Mexico, Brazil and the U.S. are nations in which that once all-powerful Catholicism brand continues to lose market share among Hispanics. Not even the out-of-the-box Pope Francis can halt the downward trajectory. According to a recent study by Pew Research Center, from 2010 through 2013, Catholicism's share of the Hispanic market in America plummeted 12%. Here is The Wall Street coverage of this phenomenon by Miriam Jordan (sub. req.)
Hispanics, the assumption had been, were the loyals propping up Catholicism. Although the antipathy against all things Catholic, including Catholic grade school education, has lost some of its intensity, I have only encountered a handful of "fallen away Catholics" who are giving the religion another try. One has been a college friend seemingly overwhelmed by problems with an adopted child. Another is fascinated by Pope Francis.
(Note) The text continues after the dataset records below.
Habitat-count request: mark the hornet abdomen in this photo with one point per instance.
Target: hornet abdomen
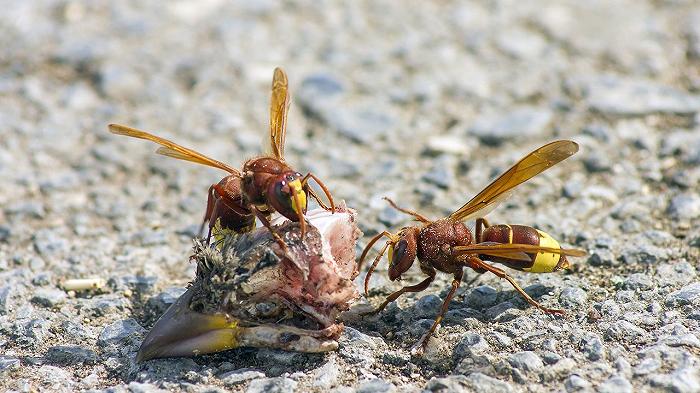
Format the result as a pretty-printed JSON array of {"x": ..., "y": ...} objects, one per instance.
[{"x": 541, "y": 262}]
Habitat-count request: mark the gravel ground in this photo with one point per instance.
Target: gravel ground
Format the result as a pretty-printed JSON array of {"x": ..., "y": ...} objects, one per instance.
[{"x": 423, "y": 102}]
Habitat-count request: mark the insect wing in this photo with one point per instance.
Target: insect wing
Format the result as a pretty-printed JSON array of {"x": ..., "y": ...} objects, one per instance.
[
  {"x": 172, "y": 149},
  {"x": 279, "y": 106},
  {"x": 531, "y": 165},
  {"x": 514, "y": 251}
]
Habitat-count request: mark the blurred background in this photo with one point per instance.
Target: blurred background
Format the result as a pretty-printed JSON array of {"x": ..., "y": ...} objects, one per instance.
[{"x": 424, "y": 102}]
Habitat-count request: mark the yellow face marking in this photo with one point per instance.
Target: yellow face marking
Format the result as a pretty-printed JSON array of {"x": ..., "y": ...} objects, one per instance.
[
  {"x": 296, "y": 187},
  {"x": 510, "y": 234},
  {"x": 545, "y": 262}
]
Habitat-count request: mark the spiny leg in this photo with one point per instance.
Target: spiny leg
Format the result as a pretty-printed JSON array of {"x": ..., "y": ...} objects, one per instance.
[
  {"x": 370, "y": 244},
  {"x": 300, "y": 211},
  {"x": 478, "y": 263},
  {"x": 374, "y": 266},
  {"x": 481, "y": 224},
  {"x": 210, "y": 209},
  {"x": 318, "y": 200},
  {"x": 410, "y": 288},
  {"x": 275, "y": 235},
  {"x": 304, "y": 182},
  {"x": 418, "y": 216},
  {"x": 420, "y": 345}
]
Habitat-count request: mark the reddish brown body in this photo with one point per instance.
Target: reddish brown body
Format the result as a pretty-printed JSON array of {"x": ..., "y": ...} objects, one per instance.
[
  {"x": 226, "y": 204},
  {"x": 447, "y": 245},
  {"x": 436, "y": 241},
  {"x": 521, "y": 234},
  {"x": 265, "y": 185}
]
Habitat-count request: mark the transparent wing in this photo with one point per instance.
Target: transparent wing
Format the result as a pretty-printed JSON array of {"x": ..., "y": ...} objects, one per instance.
[
  {"x": 172, "y": 149},
  {"x": 514, "y": 251},
  {"x": 279, "y": 106},
  {"x": 531, "y": 165}
]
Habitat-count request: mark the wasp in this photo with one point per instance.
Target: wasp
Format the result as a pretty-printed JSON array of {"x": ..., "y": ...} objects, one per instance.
[
  {"x": 448, "y": 246},
  {"x": 265, "y": 185}
]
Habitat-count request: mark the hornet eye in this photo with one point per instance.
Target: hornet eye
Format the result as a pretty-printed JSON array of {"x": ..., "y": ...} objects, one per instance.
[
  {"x": 282, "y": 193},
  {"x": 398, "y": 252}
]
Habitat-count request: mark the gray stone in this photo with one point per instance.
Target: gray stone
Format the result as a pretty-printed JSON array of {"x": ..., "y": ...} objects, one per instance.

A third recognized how hardwired the dogma was and figured, why not, return to attending church.
More often I am encountering those searching for spirituality. They're eclectic. In the same week they might attend a Buddhist sitting meditation, a meeting of the Society of Friends (Quakers) and secular mindfulness training at a wellness center. Those who had been Catholics just shrug off that past, without bitterness.
No, Catholicism no longer attracts long rants. At least not in the circles where I travel. And perhaps that should worry the church hierarchy. The most devasting scenario is for all that ritual and mysticism (including the making of saints) to be utterly ignored.
The last time I tried out Catholicism yet again was after 9/11. The neighborhood in West Hartford, Connecticut was heavily ethnic. As a group, we went to the Catholic Church around the corner and prayed for the nation. I didn't feel any comfort or uplift. I haven't returned.